La posibilidad de que la UE confisque incluso los 207.000 millones de euros es muy endeble, y probablemente sea el último clavo en el ataúd del proyecto que mantiene viva la guerra
Martín Jay, Strategic Culture
Hay un documento de la UE que afirma que existe un problema con la financiación de Ucrania. ¡Menuda mentira! El verdadero problema reside en la creciente desconfianza de los Estados miembros de la UE en esta financiación, tras recientes informes no confirmados de que Donald Trump ha declarado abiertamente a la UE que no pueden echar mano de los supuestos 300 000 millones de dólares en activos rusos «congelados» que Occidente mantiene.
Cuando comenzó la guerra, el banco central de Rusia tenía alrededor de 207.000 millones de dólares en activos en euros, 67.000 millones de dólares en activos en dólares estadounidenses y 37.000 millones de dólares en activos en libras esterlinas.
También poseía participaciones por valor de 36.000 millones de dólares en yenes japoneses, 19.000 millones de dólares canadienses, 6.000 millones de dólares australianos y 1.800 millones de dólares singapurenses.

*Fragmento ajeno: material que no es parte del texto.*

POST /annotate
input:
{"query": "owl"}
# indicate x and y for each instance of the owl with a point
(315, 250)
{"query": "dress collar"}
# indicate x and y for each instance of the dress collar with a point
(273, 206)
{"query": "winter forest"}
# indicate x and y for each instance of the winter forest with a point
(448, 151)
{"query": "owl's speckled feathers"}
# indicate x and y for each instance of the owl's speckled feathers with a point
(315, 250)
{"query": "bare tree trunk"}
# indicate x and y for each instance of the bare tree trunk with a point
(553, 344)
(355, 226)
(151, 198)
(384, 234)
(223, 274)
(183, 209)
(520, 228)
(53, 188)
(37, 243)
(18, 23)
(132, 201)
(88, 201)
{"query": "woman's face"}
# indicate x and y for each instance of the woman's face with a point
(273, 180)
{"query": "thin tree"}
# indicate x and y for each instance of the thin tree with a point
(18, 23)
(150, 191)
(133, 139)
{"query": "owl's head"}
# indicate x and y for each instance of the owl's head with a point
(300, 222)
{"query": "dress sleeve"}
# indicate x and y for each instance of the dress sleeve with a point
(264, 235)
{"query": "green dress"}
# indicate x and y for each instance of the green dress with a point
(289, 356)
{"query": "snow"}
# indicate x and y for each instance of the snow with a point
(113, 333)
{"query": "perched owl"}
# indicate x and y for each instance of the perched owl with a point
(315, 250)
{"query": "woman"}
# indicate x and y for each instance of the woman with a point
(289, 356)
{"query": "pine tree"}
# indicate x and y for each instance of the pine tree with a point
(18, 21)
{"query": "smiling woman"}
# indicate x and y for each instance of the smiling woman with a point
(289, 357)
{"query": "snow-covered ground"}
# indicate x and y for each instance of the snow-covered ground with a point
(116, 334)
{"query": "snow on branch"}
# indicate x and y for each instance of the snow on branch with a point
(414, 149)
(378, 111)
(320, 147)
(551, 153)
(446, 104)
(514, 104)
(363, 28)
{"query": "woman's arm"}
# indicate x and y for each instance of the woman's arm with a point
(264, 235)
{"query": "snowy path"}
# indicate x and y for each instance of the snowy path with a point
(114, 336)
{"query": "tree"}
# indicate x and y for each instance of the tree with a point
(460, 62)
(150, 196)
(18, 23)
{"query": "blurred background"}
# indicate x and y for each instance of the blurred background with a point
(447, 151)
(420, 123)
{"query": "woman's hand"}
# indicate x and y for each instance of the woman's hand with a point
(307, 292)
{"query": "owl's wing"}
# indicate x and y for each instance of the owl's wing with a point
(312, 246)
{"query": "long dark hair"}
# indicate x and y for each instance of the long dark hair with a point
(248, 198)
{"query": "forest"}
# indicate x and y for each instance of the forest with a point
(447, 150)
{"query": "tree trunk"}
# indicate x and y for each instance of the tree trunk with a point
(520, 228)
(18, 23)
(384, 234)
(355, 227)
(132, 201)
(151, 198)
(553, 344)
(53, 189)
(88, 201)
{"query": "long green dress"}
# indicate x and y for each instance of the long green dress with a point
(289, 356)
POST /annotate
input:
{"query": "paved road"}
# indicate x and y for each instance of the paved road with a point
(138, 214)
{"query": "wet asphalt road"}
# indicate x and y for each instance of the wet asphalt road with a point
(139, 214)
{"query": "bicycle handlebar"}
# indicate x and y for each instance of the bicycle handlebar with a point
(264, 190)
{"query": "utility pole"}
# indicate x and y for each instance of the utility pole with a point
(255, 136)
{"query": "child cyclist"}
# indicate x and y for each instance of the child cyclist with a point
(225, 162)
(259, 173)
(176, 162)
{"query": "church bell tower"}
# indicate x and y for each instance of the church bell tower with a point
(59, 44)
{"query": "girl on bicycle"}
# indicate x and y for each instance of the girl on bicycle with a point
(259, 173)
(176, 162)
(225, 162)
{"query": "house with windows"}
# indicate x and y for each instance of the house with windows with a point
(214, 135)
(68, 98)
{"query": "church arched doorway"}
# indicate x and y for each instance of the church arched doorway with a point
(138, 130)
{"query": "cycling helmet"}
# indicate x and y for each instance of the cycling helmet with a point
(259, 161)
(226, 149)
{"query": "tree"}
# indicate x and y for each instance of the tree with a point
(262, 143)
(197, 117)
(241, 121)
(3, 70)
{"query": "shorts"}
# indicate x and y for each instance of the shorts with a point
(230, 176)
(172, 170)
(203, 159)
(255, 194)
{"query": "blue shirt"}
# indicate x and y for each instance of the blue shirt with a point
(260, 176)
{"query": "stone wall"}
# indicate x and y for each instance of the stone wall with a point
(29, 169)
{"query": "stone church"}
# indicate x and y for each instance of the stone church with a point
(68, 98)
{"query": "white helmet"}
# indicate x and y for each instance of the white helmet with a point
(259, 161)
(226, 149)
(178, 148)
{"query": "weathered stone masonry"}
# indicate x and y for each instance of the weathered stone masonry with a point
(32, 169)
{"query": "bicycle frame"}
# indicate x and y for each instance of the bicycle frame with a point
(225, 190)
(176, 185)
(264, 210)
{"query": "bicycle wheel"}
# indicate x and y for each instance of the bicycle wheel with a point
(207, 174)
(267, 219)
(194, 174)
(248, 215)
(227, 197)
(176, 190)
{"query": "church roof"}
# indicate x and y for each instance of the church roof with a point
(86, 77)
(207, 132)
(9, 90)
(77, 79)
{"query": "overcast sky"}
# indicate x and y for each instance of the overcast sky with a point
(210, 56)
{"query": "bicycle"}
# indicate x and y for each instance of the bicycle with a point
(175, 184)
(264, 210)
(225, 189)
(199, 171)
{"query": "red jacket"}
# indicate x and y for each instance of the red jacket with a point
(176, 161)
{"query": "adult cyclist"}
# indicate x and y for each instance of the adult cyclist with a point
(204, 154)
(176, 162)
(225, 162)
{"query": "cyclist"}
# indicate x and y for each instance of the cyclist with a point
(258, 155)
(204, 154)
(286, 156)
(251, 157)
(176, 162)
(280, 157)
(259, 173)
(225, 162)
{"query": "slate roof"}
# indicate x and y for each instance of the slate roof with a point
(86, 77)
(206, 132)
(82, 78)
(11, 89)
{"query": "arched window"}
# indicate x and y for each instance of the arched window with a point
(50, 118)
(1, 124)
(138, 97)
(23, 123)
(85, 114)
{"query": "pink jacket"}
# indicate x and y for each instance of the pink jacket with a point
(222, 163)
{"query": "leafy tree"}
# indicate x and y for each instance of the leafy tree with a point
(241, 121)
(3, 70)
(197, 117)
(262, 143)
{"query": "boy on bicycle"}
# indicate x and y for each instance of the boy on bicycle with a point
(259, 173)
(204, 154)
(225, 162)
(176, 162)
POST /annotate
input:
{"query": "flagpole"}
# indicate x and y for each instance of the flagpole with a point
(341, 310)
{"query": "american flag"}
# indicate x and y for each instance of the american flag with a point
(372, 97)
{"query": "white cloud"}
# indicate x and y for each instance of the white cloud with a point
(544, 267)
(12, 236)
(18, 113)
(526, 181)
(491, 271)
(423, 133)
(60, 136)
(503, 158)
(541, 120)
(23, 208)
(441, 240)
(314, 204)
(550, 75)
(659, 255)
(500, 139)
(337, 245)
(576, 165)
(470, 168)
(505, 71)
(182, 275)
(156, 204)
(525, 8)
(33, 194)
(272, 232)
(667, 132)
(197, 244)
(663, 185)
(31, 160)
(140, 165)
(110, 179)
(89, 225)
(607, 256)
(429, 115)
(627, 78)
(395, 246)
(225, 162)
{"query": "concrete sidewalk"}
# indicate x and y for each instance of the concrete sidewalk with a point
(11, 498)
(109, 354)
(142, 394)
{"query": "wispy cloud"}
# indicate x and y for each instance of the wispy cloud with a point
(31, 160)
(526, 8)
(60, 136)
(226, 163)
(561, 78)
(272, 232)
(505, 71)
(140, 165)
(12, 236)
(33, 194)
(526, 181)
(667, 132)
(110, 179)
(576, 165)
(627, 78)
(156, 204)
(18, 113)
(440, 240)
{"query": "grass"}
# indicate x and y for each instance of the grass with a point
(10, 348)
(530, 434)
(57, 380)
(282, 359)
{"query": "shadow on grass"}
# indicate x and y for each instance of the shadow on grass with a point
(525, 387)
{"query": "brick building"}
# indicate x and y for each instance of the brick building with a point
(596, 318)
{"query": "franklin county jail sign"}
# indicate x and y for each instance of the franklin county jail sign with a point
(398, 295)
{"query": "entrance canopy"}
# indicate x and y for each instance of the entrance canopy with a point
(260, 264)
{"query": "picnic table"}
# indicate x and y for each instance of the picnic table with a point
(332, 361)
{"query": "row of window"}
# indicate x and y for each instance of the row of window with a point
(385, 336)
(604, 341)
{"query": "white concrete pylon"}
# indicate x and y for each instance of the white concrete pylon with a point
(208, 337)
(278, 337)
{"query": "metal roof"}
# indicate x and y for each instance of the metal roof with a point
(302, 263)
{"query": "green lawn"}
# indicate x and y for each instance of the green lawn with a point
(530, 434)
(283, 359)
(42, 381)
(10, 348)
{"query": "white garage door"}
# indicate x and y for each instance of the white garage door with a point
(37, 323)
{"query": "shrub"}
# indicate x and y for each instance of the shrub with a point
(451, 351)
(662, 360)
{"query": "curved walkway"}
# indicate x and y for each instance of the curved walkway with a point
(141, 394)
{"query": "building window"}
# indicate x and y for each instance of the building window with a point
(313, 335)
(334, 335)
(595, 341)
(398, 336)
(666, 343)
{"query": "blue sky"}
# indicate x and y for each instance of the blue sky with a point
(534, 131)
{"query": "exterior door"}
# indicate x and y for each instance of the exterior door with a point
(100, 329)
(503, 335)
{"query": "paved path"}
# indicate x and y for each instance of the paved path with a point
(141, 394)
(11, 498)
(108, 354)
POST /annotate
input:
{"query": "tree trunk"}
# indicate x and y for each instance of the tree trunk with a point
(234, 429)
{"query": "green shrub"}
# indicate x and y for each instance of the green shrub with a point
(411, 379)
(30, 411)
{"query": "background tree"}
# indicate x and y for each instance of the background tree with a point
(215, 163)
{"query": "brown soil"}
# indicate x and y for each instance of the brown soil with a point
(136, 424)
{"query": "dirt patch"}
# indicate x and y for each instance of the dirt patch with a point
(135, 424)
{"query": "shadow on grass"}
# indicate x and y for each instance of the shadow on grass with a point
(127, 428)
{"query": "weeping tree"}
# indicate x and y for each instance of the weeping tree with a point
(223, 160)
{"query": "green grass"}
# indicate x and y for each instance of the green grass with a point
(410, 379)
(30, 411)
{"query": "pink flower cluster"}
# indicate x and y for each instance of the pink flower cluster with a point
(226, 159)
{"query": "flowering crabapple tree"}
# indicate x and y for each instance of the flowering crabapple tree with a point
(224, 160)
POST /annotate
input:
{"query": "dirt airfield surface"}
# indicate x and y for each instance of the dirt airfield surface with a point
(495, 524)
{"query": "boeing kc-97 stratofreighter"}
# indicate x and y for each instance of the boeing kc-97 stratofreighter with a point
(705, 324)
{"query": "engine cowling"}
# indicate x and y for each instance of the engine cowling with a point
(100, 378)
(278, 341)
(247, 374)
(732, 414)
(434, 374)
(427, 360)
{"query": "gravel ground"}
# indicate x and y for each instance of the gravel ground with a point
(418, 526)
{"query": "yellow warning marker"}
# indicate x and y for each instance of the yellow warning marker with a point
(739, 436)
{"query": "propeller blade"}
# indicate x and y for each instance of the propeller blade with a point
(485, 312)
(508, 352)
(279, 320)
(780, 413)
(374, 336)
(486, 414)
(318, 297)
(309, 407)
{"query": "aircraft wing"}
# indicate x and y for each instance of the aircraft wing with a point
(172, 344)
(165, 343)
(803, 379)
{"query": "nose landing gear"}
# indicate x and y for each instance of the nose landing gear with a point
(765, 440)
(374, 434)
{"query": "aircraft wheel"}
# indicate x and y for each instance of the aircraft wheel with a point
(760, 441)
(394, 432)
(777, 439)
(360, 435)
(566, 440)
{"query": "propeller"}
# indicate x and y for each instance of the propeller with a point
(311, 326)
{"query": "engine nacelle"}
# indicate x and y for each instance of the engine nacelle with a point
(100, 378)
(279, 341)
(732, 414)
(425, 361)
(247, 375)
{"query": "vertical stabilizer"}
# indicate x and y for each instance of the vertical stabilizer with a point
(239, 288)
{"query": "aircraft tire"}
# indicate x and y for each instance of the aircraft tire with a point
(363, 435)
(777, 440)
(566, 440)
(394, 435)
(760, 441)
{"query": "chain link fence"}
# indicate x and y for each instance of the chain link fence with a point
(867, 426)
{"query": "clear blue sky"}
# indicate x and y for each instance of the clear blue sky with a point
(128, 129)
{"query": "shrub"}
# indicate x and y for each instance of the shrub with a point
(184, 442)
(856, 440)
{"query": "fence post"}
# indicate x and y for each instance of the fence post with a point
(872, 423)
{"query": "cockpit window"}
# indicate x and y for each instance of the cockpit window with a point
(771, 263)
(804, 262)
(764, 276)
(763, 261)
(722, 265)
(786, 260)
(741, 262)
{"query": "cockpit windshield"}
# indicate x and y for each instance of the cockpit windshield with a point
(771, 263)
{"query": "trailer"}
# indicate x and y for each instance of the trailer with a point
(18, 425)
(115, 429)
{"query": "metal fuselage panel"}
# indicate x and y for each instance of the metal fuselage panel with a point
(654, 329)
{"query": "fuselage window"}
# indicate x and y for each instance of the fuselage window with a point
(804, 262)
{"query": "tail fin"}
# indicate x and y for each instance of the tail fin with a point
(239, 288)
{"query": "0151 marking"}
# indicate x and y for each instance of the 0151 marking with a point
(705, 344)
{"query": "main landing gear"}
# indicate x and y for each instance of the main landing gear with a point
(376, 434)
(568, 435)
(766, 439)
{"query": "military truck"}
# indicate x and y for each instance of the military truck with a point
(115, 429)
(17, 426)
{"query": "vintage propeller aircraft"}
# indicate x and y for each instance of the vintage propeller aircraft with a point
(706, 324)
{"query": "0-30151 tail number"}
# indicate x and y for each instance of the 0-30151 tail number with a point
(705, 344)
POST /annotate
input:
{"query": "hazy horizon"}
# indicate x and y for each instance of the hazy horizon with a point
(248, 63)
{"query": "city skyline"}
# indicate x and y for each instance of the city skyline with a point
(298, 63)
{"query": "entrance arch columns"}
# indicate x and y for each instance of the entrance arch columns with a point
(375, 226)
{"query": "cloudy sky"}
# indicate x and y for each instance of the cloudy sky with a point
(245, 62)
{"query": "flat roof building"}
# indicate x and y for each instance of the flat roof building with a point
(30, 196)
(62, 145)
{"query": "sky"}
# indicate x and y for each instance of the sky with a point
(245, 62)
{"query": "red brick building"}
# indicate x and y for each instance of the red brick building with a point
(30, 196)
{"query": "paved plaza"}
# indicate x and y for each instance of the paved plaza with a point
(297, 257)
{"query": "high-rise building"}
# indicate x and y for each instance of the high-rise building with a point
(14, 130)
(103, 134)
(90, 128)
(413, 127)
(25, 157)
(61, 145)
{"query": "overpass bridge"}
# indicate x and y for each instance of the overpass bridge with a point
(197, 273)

Sus tenencias en francos suizos ascendían a aproximadamente 1.000 millones de dólares.
Así pues, de los 355.000 millones de dólares del llamado dinero ruso "congelado" en todo el mundo, la UE solo posee poco más de la mitad, a pesar de que habla como si lo tuviera todo. Sin embargo, a pesar de esto, se depositaron muchas esperanzas en que la UE utilizara este dinero para seguir financiando la guerra en Ucrania. Pero incluso si Trump no hubiera ordenado a la UE que no interfiriera con el dinero, según el derecho internacional, la posibilidad de que la UE confisque incluso los 207.000 millones de euros es muy dudosa, lo que probablemente sea el último clavo en el ataúd del proyecto que mantiene viva la guerra.